Elasticsearch 7.1 is a major release that provides improved resiliency, scalability, and more efficient query processing. I wanted to update my AWS ES cluster and wanted to find out if there is an in-place upgrade available for Elasticsearch version upgrade from 6.2 to 7.1 with zero downtime. If not, what is the recommended strategy for performing this upgrade? Is there any data loss going to happen in this process?
In this article, I will explain how to upgrade your AWS Elasticsearch manually via AWS Console and in an automated fashion using CloudFormation.
Amazon ES provides in-place upgrades, and this is the most simple and straight forward process. Amazon ES starts the upgrade, which can take from 15 minutes to several hours to complete. During this time, all the cluster operations can be performed as normal if the upgrade has been performed on a healthy cluster. Also, this has been tested and observed that Kibana might be unavailable for a few minutes during the upgrade process. It is recommended to take a manual snapshot of the ES domain before initiating the upgrade and test the pre-upgrade checks. Please refer to the below links for detailed information on AWS in-place upgrades & note that the upgrade process is irreversible and cannot be passed nor canceled once initiated –
We can perform this upgrade manually via the AWS Console and also in an automated fashion using the CloudFormation template.
Manual Upgrade via AWS Console
When I navigate to AWS Console, select my domain, and click on ‘Upgrade Domain’ – I see options to upgrade in place to max 6.8 version.
In-place upgrade from 6.2 to 7.1 is a two-step process —
- First, you will have to update the domain from 6.2 to 6.8.
- Once that the domain is upgraded to 6.8 version, you can update it to desired and final version 7.1
It is recommended to take a manual snapshot before each upgrade.
You can upgrade the Elasticsearch version for your domain without creating a separate domain and migrating your data. The upgrade process first checks if the domain is eligible to upgrade.

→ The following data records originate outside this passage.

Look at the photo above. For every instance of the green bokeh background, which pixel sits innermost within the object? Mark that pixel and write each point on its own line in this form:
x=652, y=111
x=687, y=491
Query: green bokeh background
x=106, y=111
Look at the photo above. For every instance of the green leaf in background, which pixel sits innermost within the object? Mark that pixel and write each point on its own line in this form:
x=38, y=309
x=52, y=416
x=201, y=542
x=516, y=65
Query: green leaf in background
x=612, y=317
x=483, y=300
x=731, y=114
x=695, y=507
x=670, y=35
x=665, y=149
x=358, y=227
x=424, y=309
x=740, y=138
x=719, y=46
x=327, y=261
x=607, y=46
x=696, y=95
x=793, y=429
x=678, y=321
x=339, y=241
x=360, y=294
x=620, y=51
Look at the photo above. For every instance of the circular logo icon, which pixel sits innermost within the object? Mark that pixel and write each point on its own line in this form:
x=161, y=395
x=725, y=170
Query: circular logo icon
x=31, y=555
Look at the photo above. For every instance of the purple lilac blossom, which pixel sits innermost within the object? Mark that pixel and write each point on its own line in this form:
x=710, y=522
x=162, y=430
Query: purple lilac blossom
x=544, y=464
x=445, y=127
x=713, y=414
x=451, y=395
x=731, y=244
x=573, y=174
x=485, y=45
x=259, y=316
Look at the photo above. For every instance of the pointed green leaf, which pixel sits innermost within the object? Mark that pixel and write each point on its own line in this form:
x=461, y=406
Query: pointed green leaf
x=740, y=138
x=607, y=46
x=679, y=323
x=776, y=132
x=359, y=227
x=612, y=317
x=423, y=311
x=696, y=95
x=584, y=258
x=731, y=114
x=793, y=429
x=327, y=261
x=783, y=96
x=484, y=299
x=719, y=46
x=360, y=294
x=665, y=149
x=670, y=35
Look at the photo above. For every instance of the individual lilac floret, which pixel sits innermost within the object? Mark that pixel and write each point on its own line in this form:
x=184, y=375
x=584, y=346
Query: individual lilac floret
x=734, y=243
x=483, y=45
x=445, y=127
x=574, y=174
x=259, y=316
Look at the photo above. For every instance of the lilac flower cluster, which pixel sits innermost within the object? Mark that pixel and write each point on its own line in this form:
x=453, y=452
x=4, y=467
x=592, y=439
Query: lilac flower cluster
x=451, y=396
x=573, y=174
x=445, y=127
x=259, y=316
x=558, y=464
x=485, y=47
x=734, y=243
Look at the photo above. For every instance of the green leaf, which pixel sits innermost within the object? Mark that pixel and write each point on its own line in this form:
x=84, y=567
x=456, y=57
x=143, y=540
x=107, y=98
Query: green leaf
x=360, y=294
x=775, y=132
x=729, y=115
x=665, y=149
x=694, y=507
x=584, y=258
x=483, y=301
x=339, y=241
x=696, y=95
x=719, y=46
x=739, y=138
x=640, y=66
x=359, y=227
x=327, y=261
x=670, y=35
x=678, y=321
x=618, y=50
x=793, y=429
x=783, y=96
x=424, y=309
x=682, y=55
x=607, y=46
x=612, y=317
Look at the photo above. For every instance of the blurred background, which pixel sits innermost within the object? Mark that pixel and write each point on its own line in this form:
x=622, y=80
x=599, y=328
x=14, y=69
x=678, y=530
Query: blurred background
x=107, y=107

If this check succeeds, Amazon Elasticsearch Service takes a snapshot of the domain and initiates the upgrade. You can also perform an upgrade eligibility check without performing the actual upgrade.
After initiating an upgrade eligibility check, you can’t cancel it. You can continue to read and write data while the upgrade is in progress, but you can’t change your domain configuration.
It takes few minutes to do the upgrade eligibility check, and the results are stored in the ‘Upgrade history‘ tab in the ES Cluster overview screen —
If you decide to go ahead and upgrade your cluster following the 2 step approach, you will see the upgrade summary in the ‘Upgrade history’ tab.
Please note that the upgrade process can sometimes take hours to complete. In my case, it took close to 10 hours. Behind the scene, a blue-green deployment is initiated to handle this upgrade.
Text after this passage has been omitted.